Dopo la Messa da Requiem di Mozart, l’altra Messa da Requiem più famosa in assoluto è quella di Giuseppe Verdi. In particolare il celebre “Dies Irae”, con quei colpi di grancassa e gli squilli di tromba, è ripreso in moltissimi spot, estratti e segmenti di video nei quali si vuole esprimere un grande senso di smarrimento, di timore di fronte alla potenza di un evento catastrofico o, come in questo caso, del giudizio Universale.
Una Messa che porta con sé una dedica: Messa da Requiem per l’anniversario della morte di Alessandro Manzoni.

Ma perché un musicista di teatro come Verdi, apparentemente in contraddizione con il suo anticlericalismo e la sua insofferenza per le celebrazioni ufficiali, scrisse una composizione sacra così forte ed evocativa?
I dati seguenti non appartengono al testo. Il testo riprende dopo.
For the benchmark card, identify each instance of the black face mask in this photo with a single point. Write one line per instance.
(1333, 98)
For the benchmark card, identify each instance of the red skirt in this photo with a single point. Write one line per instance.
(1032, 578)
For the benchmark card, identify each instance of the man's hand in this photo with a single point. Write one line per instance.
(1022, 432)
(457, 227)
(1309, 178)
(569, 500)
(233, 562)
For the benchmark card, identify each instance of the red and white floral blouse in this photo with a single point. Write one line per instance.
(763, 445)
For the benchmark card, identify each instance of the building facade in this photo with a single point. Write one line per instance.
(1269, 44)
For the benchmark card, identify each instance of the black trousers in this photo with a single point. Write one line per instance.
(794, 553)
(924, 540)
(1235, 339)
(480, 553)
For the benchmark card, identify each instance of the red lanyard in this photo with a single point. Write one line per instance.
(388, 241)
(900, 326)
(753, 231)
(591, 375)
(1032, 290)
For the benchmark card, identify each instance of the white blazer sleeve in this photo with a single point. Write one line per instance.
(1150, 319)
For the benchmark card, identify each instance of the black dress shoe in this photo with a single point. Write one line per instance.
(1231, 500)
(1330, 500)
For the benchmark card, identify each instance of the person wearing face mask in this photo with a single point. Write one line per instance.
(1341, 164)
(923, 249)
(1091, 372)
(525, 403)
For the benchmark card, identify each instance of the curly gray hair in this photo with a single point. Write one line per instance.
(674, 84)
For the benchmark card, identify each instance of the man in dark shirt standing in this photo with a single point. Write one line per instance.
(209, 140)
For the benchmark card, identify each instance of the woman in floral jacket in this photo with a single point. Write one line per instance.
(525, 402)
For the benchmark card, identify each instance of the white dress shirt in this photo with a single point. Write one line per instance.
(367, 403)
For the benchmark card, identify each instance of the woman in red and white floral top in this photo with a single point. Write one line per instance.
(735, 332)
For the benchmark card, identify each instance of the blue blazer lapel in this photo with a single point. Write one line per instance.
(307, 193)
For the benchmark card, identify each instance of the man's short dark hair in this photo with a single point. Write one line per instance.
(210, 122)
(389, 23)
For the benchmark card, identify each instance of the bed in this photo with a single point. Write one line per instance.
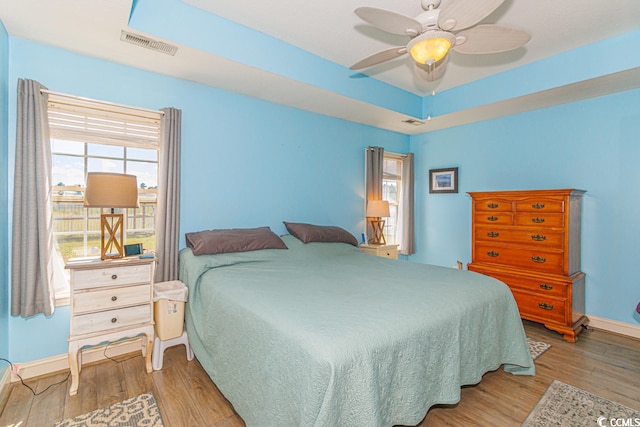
(321, 334)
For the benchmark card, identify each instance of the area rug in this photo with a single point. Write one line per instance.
(565, 405)
(537, 348)
(137, 411)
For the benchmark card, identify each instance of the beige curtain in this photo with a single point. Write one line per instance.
(32, 240)
(407, 221)
(168, 214)
(374, 163)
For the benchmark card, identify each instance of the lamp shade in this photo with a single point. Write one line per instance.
(111, 190)
(377, 208)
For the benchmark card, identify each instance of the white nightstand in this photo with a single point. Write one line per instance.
(385, 251)
(110, 300)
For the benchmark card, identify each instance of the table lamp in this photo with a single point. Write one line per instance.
(111, 190)
(377, 209)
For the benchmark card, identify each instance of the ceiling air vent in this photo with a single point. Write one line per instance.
(413, 122)
(148, 43)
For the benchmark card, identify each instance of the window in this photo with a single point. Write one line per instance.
(391, 192)
(93, 136)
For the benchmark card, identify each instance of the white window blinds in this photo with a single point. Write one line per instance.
(85, 120)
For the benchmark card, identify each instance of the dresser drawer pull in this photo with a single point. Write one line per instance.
(545, 306)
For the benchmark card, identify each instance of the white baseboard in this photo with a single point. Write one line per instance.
(61, 362)
(614, 326)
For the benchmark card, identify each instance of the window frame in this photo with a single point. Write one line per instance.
(87, 121)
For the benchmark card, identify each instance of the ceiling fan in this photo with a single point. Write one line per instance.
(437, 31)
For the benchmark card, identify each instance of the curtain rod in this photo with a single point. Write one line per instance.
(48, 92)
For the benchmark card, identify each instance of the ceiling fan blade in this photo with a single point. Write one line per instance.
(490, 39)
(391, 22)
(431, 73)
(380, 57)
(460, 14)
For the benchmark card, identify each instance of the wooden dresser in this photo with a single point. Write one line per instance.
(110, 300)
(530, 240)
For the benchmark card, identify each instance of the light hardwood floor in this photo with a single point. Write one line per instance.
(602, 363)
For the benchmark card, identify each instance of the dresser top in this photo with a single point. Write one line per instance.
(528, 193)
(88, 263)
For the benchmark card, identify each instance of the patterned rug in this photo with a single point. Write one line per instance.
(565, 405)
(134, 412)
(537, 348)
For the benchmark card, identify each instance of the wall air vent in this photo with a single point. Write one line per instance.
(144, 41)
(413, 122)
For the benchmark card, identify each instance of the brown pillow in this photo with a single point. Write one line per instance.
(211, 242)
(320, 233)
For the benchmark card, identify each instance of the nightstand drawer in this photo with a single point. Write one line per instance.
(105, 299)
(112, 276)
(111, 319)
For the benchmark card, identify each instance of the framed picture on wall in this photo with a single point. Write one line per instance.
(443, 180)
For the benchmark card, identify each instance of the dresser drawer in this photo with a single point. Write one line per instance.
(538, 260)
(549, 309)
(112, 276)
(539, 219)
(495, 218)
(110, 319)
(105, 299)
(543, 288)
(493, 205)
(540, 205)
(535, 238)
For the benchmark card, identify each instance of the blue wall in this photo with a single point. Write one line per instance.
(4, 228)
(591, 145)
(245, 162)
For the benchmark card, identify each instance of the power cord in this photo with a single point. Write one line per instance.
(27, 386)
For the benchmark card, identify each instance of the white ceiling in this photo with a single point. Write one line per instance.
(330, 30)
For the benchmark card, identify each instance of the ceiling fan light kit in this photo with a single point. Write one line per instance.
(435, 32)
(431, 47)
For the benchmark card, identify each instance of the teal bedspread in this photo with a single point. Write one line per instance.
(322, 334)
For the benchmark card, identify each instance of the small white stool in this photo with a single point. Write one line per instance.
(159, 346)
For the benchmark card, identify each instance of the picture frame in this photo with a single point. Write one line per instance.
(443, 180)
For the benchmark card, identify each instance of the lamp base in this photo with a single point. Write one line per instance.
(111, 236)
(378, 232)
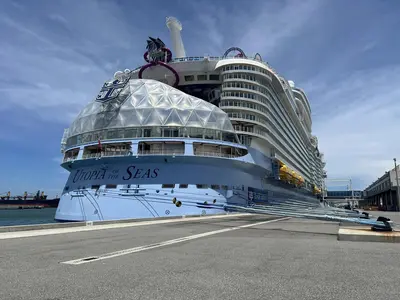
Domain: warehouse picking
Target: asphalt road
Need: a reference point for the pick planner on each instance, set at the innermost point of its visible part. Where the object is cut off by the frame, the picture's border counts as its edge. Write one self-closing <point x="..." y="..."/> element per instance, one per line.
<point x="291" y="259"/>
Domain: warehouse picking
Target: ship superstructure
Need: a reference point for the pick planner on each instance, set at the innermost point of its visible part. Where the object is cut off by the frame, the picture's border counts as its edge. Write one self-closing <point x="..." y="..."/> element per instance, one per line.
<point x="184" y="135"/>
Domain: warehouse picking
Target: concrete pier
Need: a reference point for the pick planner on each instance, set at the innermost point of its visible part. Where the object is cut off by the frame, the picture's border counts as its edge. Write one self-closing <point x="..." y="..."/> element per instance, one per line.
<point x="227" y="257"/>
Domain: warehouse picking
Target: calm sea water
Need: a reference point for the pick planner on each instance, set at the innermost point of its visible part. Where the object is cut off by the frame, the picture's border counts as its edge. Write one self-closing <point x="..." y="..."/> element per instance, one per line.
<point x="12" y="217"/>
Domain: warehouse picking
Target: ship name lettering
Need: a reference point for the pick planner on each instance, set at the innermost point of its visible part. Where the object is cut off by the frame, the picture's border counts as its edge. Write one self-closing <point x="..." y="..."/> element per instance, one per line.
<point x="134" y="173"/>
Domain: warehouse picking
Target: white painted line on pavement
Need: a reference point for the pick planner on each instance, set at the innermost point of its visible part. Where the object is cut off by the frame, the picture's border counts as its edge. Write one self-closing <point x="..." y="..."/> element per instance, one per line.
<point x="41" y="232"/>
<point x="86" y="260"/>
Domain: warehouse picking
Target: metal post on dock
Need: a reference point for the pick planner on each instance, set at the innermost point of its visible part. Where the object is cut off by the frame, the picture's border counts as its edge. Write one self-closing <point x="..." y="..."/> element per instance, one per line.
<point x="397" y="185"/>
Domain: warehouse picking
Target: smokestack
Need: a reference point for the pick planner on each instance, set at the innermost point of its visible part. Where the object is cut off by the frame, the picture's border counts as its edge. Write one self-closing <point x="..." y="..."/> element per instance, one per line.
<point x="175" y="28"/>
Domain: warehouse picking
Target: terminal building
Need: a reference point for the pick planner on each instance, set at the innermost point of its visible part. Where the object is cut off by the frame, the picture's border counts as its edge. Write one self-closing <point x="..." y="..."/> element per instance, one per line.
<point x="382" y="193"/>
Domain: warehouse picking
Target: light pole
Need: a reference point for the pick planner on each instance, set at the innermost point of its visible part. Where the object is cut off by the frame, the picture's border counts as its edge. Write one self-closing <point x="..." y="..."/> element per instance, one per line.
<point x="397" y="185"/>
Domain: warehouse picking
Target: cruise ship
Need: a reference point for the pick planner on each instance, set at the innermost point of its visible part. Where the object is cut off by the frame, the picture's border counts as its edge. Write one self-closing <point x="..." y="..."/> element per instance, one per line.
<point x="184" y="135"/>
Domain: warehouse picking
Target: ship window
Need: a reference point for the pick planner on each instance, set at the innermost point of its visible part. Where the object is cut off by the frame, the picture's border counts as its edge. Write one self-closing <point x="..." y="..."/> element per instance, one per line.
<point x="202" y="186"/>
<point x="189" y="78"/>
<point x="214" y="77"/>
<point x="168" y="186"/>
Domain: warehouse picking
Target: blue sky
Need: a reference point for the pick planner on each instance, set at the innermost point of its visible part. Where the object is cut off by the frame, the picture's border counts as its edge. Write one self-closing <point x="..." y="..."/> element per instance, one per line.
<point x="55" y="55"/>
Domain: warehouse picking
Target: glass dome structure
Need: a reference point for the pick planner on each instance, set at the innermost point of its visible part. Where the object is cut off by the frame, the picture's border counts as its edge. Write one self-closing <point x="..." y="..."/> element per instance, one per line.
<point x="149" y="103"/>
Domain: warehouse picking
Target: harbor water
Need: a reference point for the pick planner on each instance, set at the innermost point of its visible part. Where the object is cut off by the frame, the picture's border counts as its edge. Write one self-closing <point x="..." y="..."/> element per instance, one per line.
<point x="13" y="217"/>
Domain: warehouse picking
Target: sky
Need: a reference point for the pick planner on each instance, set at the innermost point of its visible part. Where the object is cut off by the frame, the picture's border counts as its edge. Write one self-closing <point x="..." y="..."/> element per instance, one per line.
<point x="55" y="56"/>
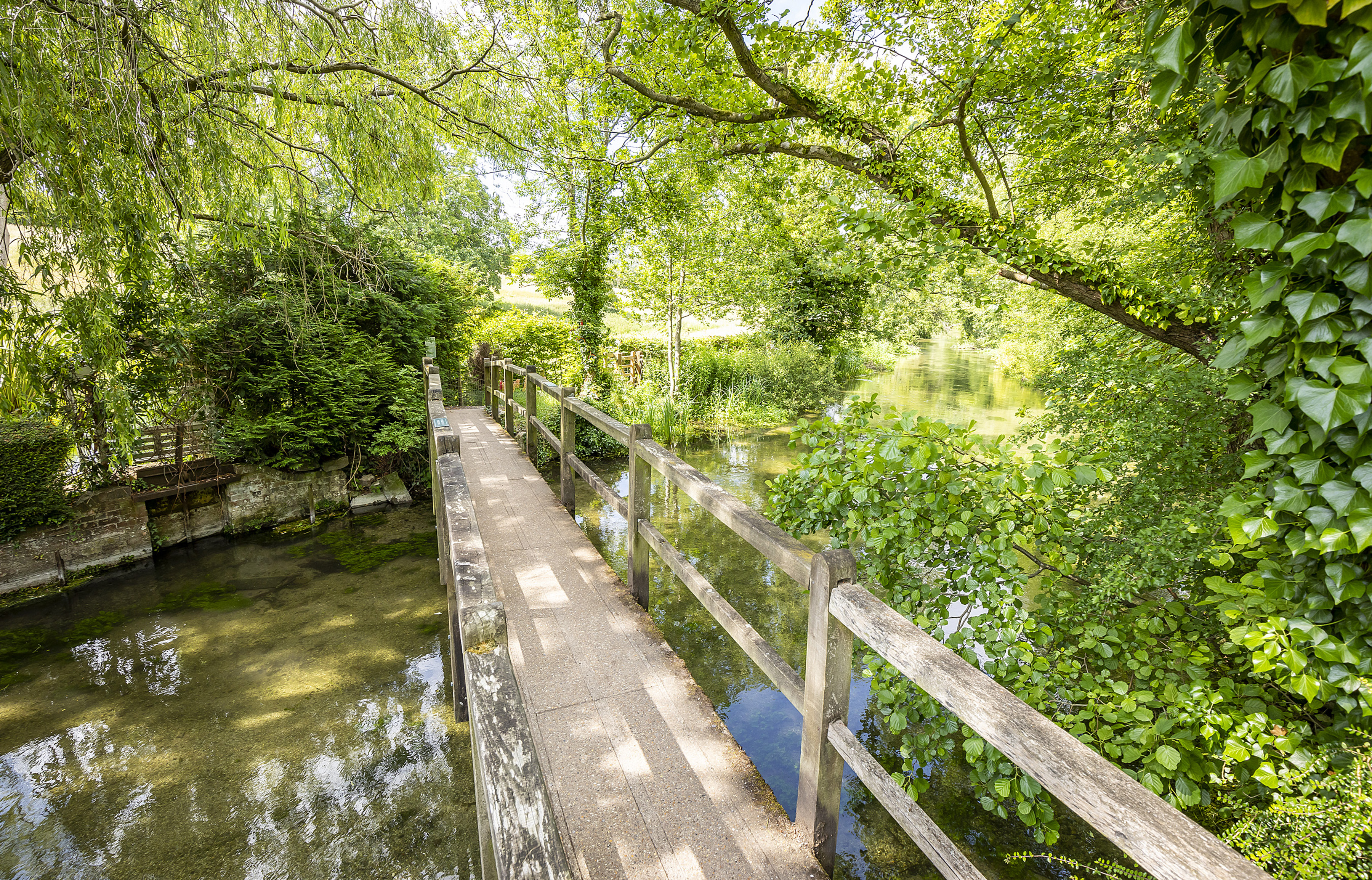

Dopo il successo di Aida, Verdi si ritirò per un lungo periodo dal teatro d’opera. Il 13 novembre 1868 morì a Parigi Rossini; sebbene il Pesarese avesse smesso di scrivere musica da più di trent’anni, la commozione in Italia fu grande e sorsero immediatamente numerose iniziative per celebrarlo. Quattro giorni dopo Verdi scriveva all’editore milanese Ricordi una lettera, che questi pubblicò di lì a poco sulla «Gazzetta musicale di Milano» di cui era l’editore:

Carissimo Ricordi,
ad onorare la memoria di Rossini vorrei che i più distinti maestri italiani componessero una Messa da Requiem da eseguirsi all’anniversario della sua morte[…].
La messa dovrebbe essere eseguita nel S. Petronio della città di Bologna che fu la vera patria musicale di Rossini.